You simply cannot go spelunking into unmanaged memory from a medium trust context, even if only performing read operations.
Having looked at the linked code there's a reason you're not allowed to do this sort of thing. For starters he's ignoring the 64/32bit aspect of the IntPtr!
The underlying BitMapData class he's using is utterly predicated on having unfettered read access to arbitrary memory, this is never happening under medium trust.
A significant rewrite of his base functionality will be required to either use BitMap's directly (with the slow GetPixel calls) or read the data directly via conventional stream apis, dropping it into an array(s) and then parse it out yourself. Neither of these are likely to be pleasant. The former will be much slower (I would expect order of magnitude due to the high overhead per pixel read), the later less slow (though still slower) but has much more associated effort in terms of rewriting the low level parsing of the image data.
Here's a rough guide to what you need to change based on the current code:
from Quantizer.cs
public Bitmap Quantize(Image source)
{
// Get the size of the source image
int height = source.Height;
int width = source.Width;
// And construct a rectangle from these dimensions
Rectangle bounds = new Rectangle(0, 0, width, height);
// First off take a 32bpp copy of the image
Bitmap copy = new Bitmap(width, height, PixelFormat.Format32bppArgb);
// And construct an 8bpp version
Bitmap output = new Bitmap(width, height, PixelFormat.Format8bppIndexed);
// Now lock the bitmap into memory
using (Graphics g = Graphics.FromImage(copy))
{
g.PageUnit = GraphicsUnit.Pixel;
// Draw the source image onto the copy bitmap,
// which will effect a widening as appropriate.
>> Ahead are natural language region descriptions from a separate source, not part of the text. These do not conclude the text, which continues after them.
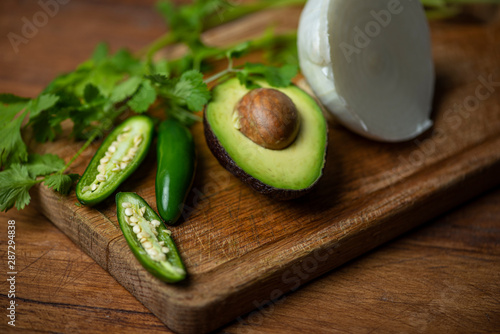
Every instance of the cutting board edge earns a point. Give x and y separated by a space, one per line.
231 298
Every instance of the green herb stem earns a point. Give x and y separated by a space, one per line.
89 141
232 14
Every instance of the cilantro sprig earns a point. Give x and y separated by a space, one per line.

g.DrawImage(source, bounds);
}
//!! BEGIN CHANGES - no locking here
//!! simply use copy not a pointer to it
//!! you could also simply write directly to a buffer then make the final immage in one go but I don't bother here
// Call the FirstPass function if not a single pass algorithm.
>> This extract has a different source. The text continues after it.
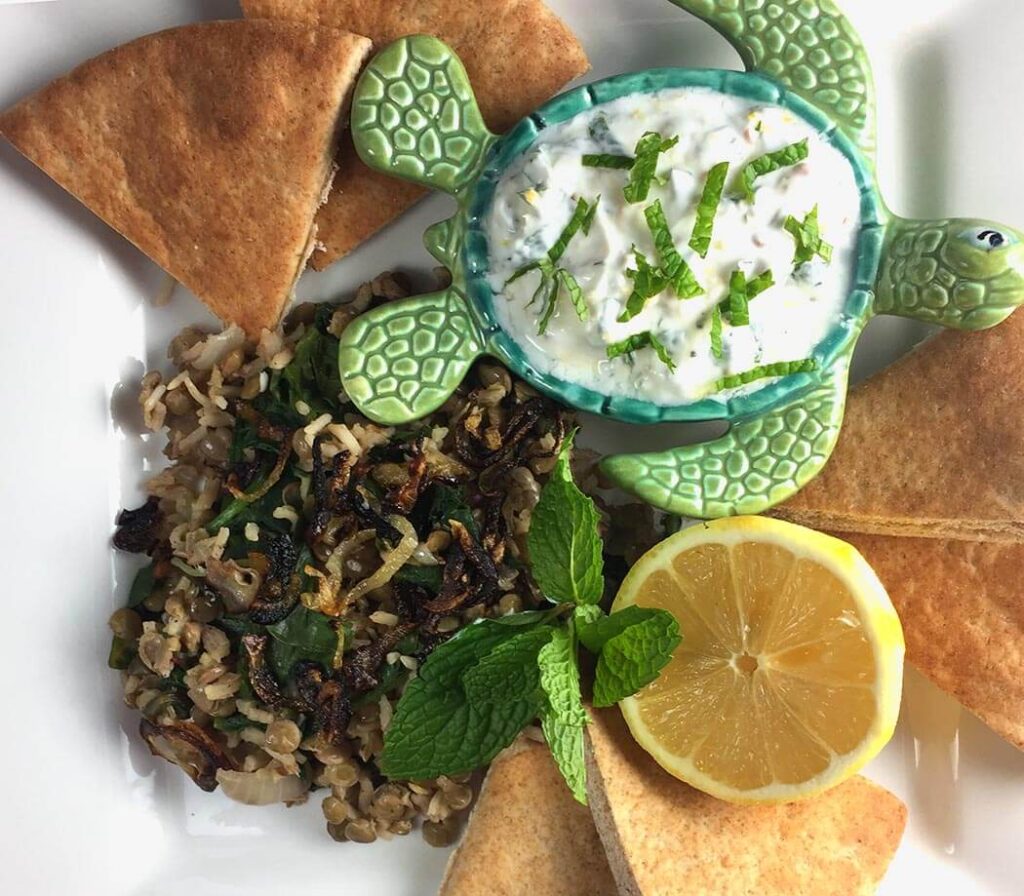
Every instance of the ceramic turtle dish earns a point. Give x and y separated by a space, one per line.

// For something like an octree quantizer, this will run through
// all image pixels, build a data structure, and create a palette.
if (!_singlePass)
FirstPass(copy, width, height);
// Then set the color palette on the output bitmap. I'm passing in the current palette
// as there's no way to construct a new, empty palette.
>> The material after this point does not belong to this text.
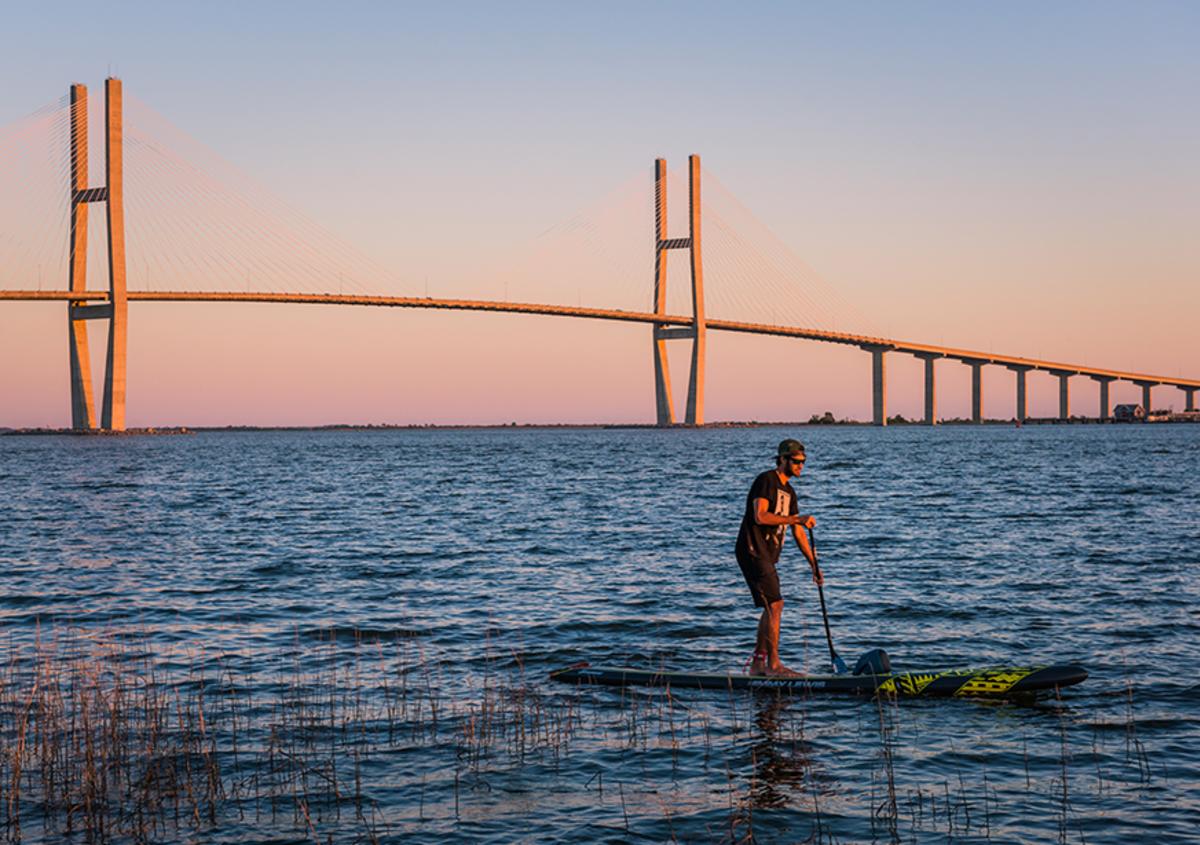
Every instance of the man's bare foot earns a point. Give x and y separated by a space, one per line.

output.Palette = GetPalette(output.Palette);
// Then call the second pass which actually does the conversion
SecondPass(copy, output, width, height, bounds);
//!! END CHANGES
// Last but not least, return the output bitmap
return output;
}
//!! Completely changed, note that I assume all the code is changed to just use Color rather than Color32
protected virtual void FirstPass(Bitmap source, int width, int height)
{
// Loop through each row
for (int row = 0; row < height; row++)
{
// And loop through each column
for (int col = 0; col < width; col++)
{
InitialQuantizePixel(source.GetPixel(col, row));
} // Now I have the pixel, call the FirstPassQuantize function...
}
}
you would need to do roughly the same in the other functions.
This removes any need for Color32, the Bitmap class will deal with all that for you.
Bitmap.SetPixel()
will deal with the second pass. Note that this is the easiest way to port things but absolutely not the fastest way to do it within a medium trust environment.